Background: Generation of long (>5 Kb) DNA sequencing reads provides an approach for interrogation of complex regions in the human genome. Currently, large-insert whole genome sequencing (WGS) technologies from Pacific Biosciences (PacBio) enable analysis of chromosomal structural variations (SVs), but the cost to achieve the required sequence coverage across the entire human genome is high.
Results: We developed a method (termed PacBio-LITS) that combines oligonucleotide-based DNA target-capture enrichment technologies with PacBio large-insert library preparation to facilitate SV studies at specific chromosomal regions. PacBio-LITS provides deep sequence coverage at the specified sites at substantially reduced cost compared with PacBio WGS. The efficacy of PacBio-LITS is illustrated by delineating the breakpoint junctions of low copy repeat (LCR)-associated complex structural rearrangements on chr17p11.2 in patients diagnosed with Potocki-Lupski syndrome (PTLS; MIM#610883). We successfully identified previously determined breakpoint junctions in three PTLS cases, and also were able to discover novel junctions in repetitive sequences, including LCR-mediated breakpoints.

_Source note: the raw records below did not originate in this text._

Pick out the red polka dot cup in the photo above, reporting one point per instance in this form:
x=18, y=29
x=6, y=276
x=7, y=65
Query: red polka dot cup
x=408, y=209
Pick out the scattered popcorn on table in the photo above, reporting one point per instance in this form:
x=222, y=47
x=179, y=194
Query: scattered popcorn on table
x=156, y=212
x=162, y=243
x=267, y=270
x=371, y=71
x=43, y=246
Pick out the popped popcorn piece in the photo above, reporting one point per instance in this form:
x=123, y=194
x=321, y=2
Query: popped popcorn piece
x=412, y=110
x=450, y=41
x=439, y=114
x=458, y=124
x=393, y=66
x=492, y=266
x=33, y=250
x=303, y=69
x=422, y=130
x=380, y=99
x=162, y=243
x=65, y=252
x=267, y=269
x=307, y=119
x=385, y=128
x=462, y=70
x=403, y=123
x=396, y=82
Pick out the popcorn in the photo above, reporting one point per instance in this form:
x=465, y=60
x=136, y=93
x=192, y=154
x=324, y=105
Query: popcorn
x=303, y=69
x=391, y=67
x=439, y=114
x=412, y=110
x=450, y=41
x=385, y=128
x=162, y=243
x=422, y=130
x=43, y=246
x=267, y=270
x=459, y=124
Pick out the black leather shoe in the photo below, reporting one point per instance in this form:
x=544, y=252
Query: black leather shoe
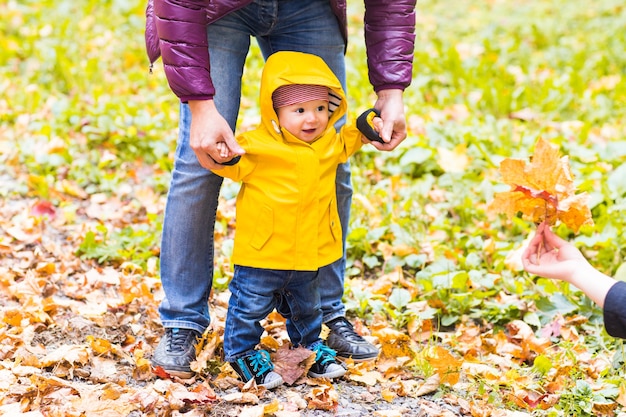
x=176, y=351
x=347, y=343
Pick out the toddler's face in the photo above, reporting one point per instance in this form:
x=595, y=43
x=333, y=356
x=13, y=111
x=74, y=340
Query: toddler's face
x=306, y=121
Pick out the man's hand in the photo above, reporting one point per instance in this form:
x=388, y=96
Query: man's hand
x=392, y=122
x=208, y=128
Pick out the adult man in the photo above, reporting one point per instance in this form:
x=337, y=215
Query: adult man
x=204, y=45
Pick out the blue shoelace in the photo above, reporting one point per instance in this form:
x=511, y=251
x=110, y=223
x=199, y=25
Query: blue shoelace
x=324, y=353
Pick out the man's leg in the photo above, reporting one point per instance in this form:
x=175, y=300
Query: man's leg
x=312, y=27
x=187, y=243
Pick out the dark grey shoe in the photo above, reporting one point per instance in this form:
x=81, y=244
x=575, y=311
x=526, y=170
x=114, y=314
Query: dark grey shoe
x=348, y=343
x=176, y=351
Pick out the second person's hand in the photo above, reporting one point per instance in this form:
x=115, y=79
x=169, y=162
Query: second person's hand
x=392, y=123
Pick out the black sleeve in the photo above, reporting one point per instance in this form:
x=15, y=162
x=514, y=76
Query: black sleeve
x=615, y=310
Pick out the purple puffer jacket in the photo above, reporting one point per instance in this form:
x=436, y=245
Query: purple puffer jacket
x=176, y=30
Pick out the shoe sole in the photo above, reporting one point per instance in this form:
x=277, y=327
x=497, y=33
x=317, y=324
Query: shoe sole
x=182, y=374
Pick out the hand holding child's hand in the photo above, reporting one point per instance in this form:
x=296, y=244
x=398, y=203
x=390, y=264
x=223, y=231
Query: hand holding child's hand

The new information has enabled us to propose mechanisms for formation of these structural variants.
Conclusions: The new method leverages the cost efficiency of targeted capture-sequencing as well as the mappability and scaffolding capabilities of long sequencing reads generated by the PacBio platform. It is therefore suitable for studying complex SVs, especially those involving LCRs, inversions, and the generation of chimeric Alu elements at the breakpoints. Other genomic research applications, such as haplotype phasing and small insertion and deletion validation could also benefit from this technology.